South Dakota officials, seeking a path for states to collect billions of dollars each year in sales taxes from internet retailers, will ask the state’s highest court Tuesday for a speedy defeat in pursuit of their true goal: an appeal to the U.S. Supreme Court.
South Dakota is the furthest along of several states attempting to overturn a 25-year-old U.S. Supreme Court decision that bans states from forcing retailers to collect taxes if the businesses lack a physical presence in their borders. The outcome has the potential to reshape the booming online commerce sector.
Here’s a look at the case:
WHAT’S GOING ON HERE?
The U.S. Supreme Court in 1992 ruled that retailers must have a physical presence in a state before officials can make them collect sales tax. States have since pushed Congress to address the issue without success, and one estimate put the loss to states — 45 have a sales tax — at roughly $26 billion in 2015. South Dakota estimates it loses about $50 million annually to e-commerce.
Online shoppers always have owed taxes on their purchases, but the rule has been widely ignored. Meanwhile, many e-commerce companies have relied on the 1992 ruling to avoid collecting taxes, while some companies such as Amazon have decided to collect state sales taxes.
WHY SOUTH DAKOTA?
South Dakota is attempting to have the U.S. high court ruling reversed. The state filed a lawsuit against several remote retailers in 2016 based on a law passed that year that requires out-of-state sellers who exceed revenue or transaction thresholds to comply with state sales tax laws. A state judge sided with the defendants in March.
In its brief to the South Dakota Supreme Court, the state acknowledges the “unusual” law is contrary to the 1992 decision and asks for a swift loss so the case can be appealed to the U.S. Supreme Court. The defendants’ brief calls it an “awkward, unprecedented, and unfair manipulation of the court system.”
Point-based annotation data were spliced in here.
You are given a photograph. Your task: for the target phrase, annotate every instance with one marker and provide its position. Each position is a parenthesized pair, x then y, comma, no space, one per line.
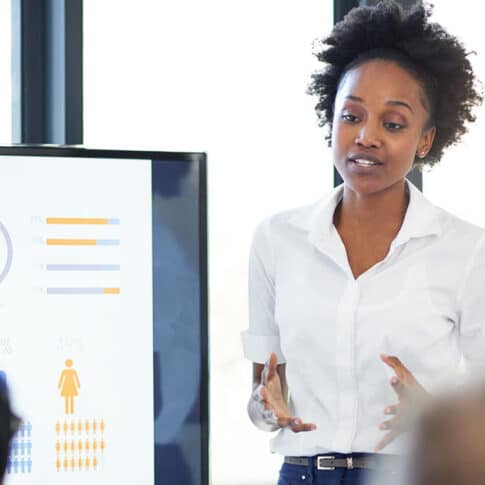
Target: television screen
(103,333)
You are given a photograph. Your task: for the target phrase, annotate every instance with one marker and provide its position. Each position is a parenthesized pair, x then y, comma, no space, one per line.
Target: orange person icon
(69,385)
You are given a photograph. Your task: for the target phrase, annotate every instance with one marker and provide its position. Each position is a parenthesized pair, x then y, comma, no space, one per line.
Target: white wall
(456,184)
(227,77)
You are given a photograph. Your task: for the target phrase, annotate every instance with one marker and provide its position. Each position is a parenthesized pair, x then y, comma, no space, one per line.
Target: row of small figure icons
(25,430)
(79,464)
(20,447)
(19,465)
(81,426)
(80,446)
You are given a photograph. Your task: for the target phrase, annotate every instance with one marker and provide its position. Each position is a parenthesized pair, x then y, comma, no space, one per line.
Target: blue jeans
(305,475)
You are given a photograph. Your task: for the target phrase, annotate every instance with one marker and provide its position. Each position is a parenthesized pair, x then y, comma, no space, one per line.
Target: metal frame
(47,65)
(340,9)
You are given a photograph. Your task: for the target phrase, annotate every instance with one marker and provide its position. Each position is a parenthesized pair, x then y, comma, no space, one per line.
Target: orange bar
(75,220)
(111,291)
(71,242)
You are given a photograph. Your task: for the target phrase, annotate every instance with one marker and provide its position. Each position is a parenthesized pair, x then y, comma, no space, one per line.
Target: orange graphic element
(69,384)
(76,220)
(71,242)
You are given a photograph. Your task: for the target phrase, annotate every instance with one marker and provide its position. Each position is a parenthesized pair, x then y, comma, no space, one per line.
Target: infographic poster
(76,318)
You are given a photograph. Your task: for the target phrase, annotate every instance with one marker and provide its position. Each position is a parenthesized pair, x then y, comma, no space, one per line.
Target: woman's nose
(368,137)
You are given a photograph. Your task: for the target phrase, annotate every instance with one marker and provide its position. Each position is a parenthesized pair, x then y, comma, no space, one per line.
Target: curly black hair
(436,59)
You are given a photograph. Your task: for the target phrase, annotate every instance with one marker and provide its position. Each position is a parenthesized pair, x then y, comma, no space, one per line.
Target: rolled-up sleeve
(262,337)
(471,306)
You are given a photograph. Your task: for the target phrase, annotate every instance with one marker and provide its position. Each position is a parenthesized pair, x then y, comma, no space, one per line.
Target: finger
(271,365)
(389,424)
(297,426)
(398,386)
(388,438)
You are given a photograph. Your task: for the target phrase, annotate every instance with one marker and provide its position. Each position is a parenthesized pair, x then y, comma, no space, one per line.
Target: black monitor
(103,304)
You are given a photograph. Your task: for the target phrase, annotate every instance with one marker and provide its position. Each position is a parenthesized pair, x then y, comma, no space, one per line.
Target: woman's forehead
(380,81)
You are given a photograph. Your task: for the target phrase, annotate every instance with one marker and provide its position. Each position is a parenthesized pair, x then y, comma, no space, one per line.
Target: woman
(363,304)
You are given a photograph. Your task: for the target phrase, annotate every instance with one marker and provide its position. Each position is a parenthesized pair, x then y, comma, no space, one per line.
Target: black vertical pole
(47,71)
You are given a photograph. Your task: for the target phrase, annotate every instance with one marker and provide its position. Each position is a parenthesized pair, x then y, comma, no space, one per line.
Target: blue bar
(107,242)
(82,267)
(75,291)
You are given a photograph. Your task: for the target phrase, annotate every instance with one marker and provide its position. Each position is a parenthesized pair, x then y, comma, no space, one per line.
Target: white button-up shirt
(424,302)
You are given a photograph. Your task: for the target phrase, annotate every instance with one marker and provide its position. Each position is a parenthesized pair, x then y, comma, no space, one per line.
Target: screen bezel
(199,158)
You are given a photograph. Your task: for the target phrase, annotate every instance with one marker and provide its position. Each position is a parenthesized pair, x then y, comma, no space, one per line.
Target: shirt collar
(422,218)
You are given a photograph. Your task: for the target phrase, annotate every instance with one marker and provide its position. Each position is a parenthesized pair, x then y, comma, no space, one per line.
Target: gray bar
(82,267)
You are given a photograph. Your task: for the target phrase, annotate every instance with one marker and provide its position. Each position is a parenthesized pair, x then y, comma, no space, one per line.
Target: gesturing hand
(271,396)
(411,395)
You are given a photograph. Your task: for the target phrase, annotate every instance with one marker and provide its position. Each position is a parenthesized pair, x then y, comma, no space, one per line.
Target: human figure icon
(69,385)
Max Behlke, director of budget and tax policy at the National Conference of State Legislatures, said other states including Alabama, Indiana, Maine and Wyoming have similar laws.
“The fact that it is one decision away from … petitioning to the United States Supreme Court is by far further along than any other state,” he said. “The state tax world’s eyes have all been on South Dakota.”
The state says in its brief that the U.S. Supreme Court would only be able to decide the case by June 2018 if the state high court rules by about this time. It takes four U.S. Supreme Court justices to vote to hear a case, or grant certiorari.
If the Supreme Court overturns the 1992 decision, state tax collectors would be able to reach across their borders to impose sales tax obligations on businesses who sell to residents in their states, said Steve DelBianco, executive director of NetChoice, an e-commerce trade group.
DelBianco said that smaller retailers would be burdened the most if the decision is overturned. He said states are employing a strategy of “harassing” the retail community with a patchwork of laws and regulations including South Dakota’s “full-frontal challenge” to the high court decision.
“These multiple challenges to interstate commerce were designed to create so much chaos for the business community that it would beg Congress for relief,” he said.
Republican state Sen. Deb Peters, who sponsored the South Dakota law, said she grew tired of waiting for Congress to act. She said accounting technology has changed at “warp speed,” allowing businesses to collect taxes in jurisdictions nationwide as people’s purchasing habits have shifted.
“If the economy is changing, the way we do business is changing and the way people are purchasing items changes, our tax laws have to follow the world, or we’re going to be left in the dust,” said Peters, who is the new president of the National Conference of State Legislatures.